This creates an extremely inefficient process because you've just thrown a bunch of product on your dock that you still have to process and it's clogging up your dock. You're really performing functions out of order, because you're chasing down that hot item to protect fill rates and on-time deliveries. When you get into this loop, it's often a vicious cycle. You're chasing the next item or order instead of taking care of all your customers by doing everything properly in your facility.

How on-demand labor can impact dock-to-stock cycle time

On-demand labor helps address a long dock-to-stock cycle time by ensuring you have enough labor to work on receiving products and getting them into the inventory management system.

 

Efficiency

Efficiency in this case is a measure of how many labor hours were actually required compared to how many labor hours your facility paid for. Sometimes this figure gets out of hand because of overtime, or you ended up paying workers on days that their work really wasn’t needed. 

How on-demand labor can impact efficiency

Impacting efficiency is where on-demand labor especially shines, because you can have a baseline number of workers that you almost always need and then use on-demand workers to respond when demand increases. That way you can flex your labor up and down based on what your actual needs are in real time. This means you’ll only be paying for work when it’s needed, and you won’t have to rely on overtime when a project or order takes more work than expected, because you can invite more on-demand workers to pitch in.

 

Picking productivity

The picking productivity metric helps you see how quickly products are moving from inventory to shipping. This metric is pretty straightforward, in that it’s just telling you how many units you can move during a period of time.

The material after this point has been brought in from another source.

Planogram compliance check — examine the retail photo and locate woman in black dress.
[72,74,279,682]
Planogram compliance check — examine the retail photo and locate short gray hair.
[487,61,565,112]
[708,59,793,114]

How on-demand labor can impact picking productivity

On-demand labor can help you achieve better picking productivity by giving you extra workers who can help pick orders when you’re busy or help your employees with other tasks like inventory checks so your best pickers can focus exclusively on picking. Productivity no longer has to suffer on your slow days.

 

 

Cost metrics

Controlling costs isn’t always the most fun part of the job, but it’s often a top priority. These metrics will help you stay on top of costs and identify where you can cut them down.

Operational KPI

Metric

Definition

Costs

Total expenses as % sales

Total expenses / total sales $

Costs

Labor as % sales

Total labor spend / total sales $

Costs

Turnover

# of employees who left the company / average number of employees

 

Total expenses as a percentage of sales

This metric measures how well both fixed and variable costs are being managed. It takes a look at all operating and administrative expenses. It is important to know because it will allow you to see how cost effective your operation is. This metric factors in the cost of labor, rent, materials and equipment depreciation.

Total expenses will give you an accurate view of how cost effective your facility is overall by requiring you to take a look at everything from how you are using facility capacity, how much inventory you have on hand, how productive your team is and how equipment is being utilized.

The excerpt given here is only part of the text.